For Mexican artist Natalia Gleason Alcántara, art is more than a way of expression. Instead, it is an extension of the self. Through different art forms such as pottery, enamel, and glazed ceramics, Alcántra expresses not only her life experiences but also shares her culture with the world. The majority of her works have Spanish titles. In ‘Sentido’ (2018), a sculpture made from vitreous enamel, the playful primary colors and insect patterns of the artwork are reminiscent of a child’s toy. Yet the visibly worn-out, corroded texture of the sculpture evokes a sense of nostalgia. Likewise, her artwork ‘Picker’ (2022) draws from her everyday life in the form of a glazed ceramic dustpan and ceramic balls of waste paper. While the items appear ordinary, the unyielding texture of ceramic seems to freeze the dustpan and paper in time, commemorating the commonplace objects.

Natalia Gleason Alcántara, Sentido, 2018, Vitreous enamel, 11.5✕11.5✕11.5cm

Born in California but of Guatemalan and Salvadoran descent, Artist Kiara Aileen Machado also explores her cultural heritage through art. Her vivid oil paintings such as ‘Centro’ (2019) feature tropical backgrounds and figures dressed in traditional Central American attire. By spotlighting her cultural background, Machado criticizes how mainstream US narratives often exclude and marginalize other cultural communities.

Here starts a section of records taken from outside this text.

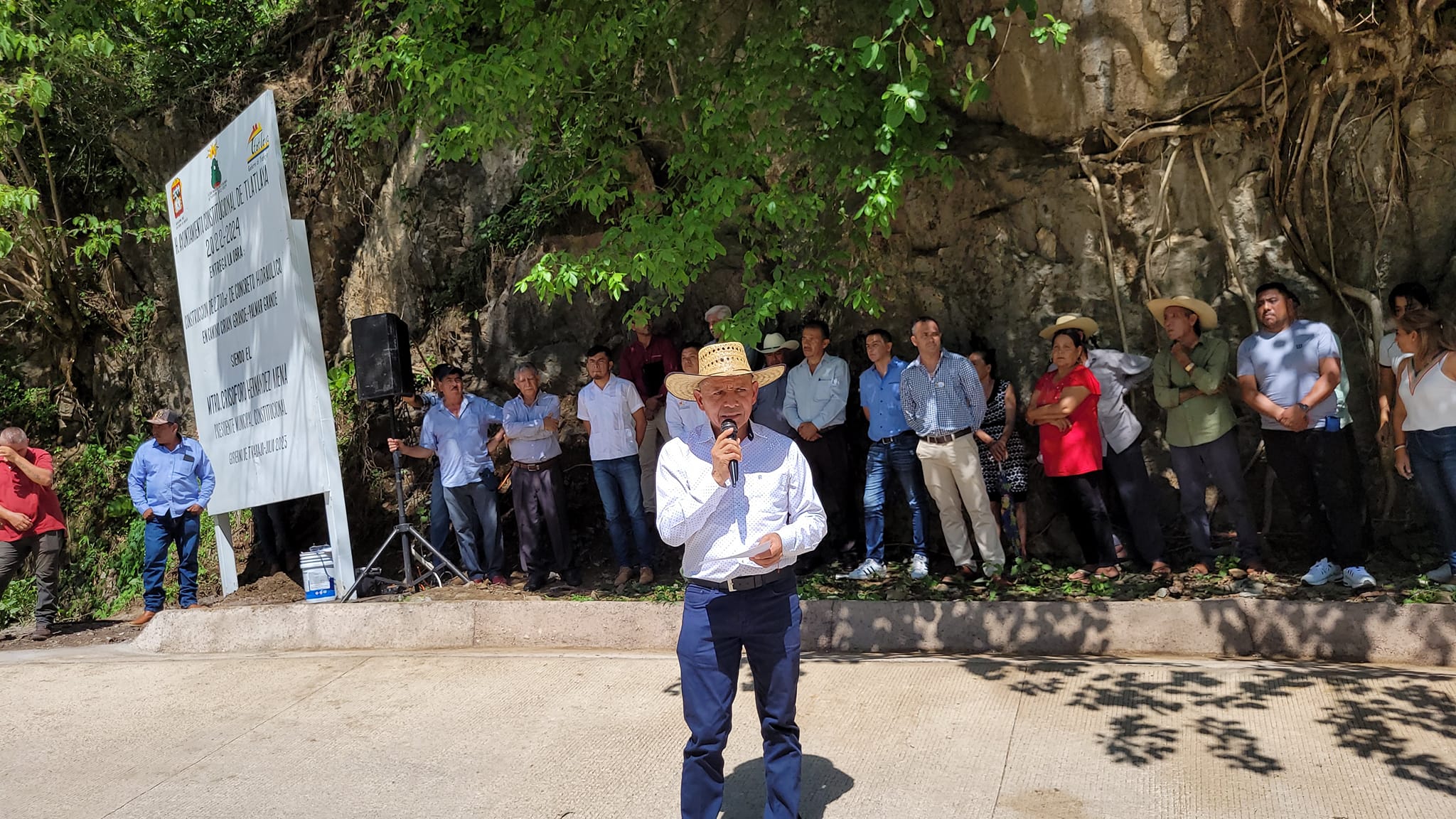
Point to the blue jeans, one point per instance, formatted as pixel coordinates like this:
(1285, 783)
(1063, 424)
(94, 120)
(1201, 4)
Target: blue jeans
(717, 630)
(1433, 461)
(161, 534)
(619, 483)
(472, 510)
(897, 455)
(439, 518)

Kiara Aileen Machado, Centro, 2019, Oil on canvas, 182.88✕152.4cm

While the artworks of artists such as Alcántara and Machado explore their cultural heritage, textile artist Blair Treuer explores a culture that she grows to embrace. As a Scandinavian raised in Northern Minnesota, Treuer became captivated by the traditional Ojibwe culture after marrying her Native American husband. Several of her textile artworks reflect the Ojibwe ceremonial fabric. In her collection, ‘Portraits: An Identity Exploration’ (2020), Treuer integrates spiritual symbols such as the goldfinch into her art to celebrate the culture she has woven into her own identity. Ultimately, her works not only serve as a way of self-expression and exploration, they moreover prove that art is capable of transcending all social and cultural boundaries.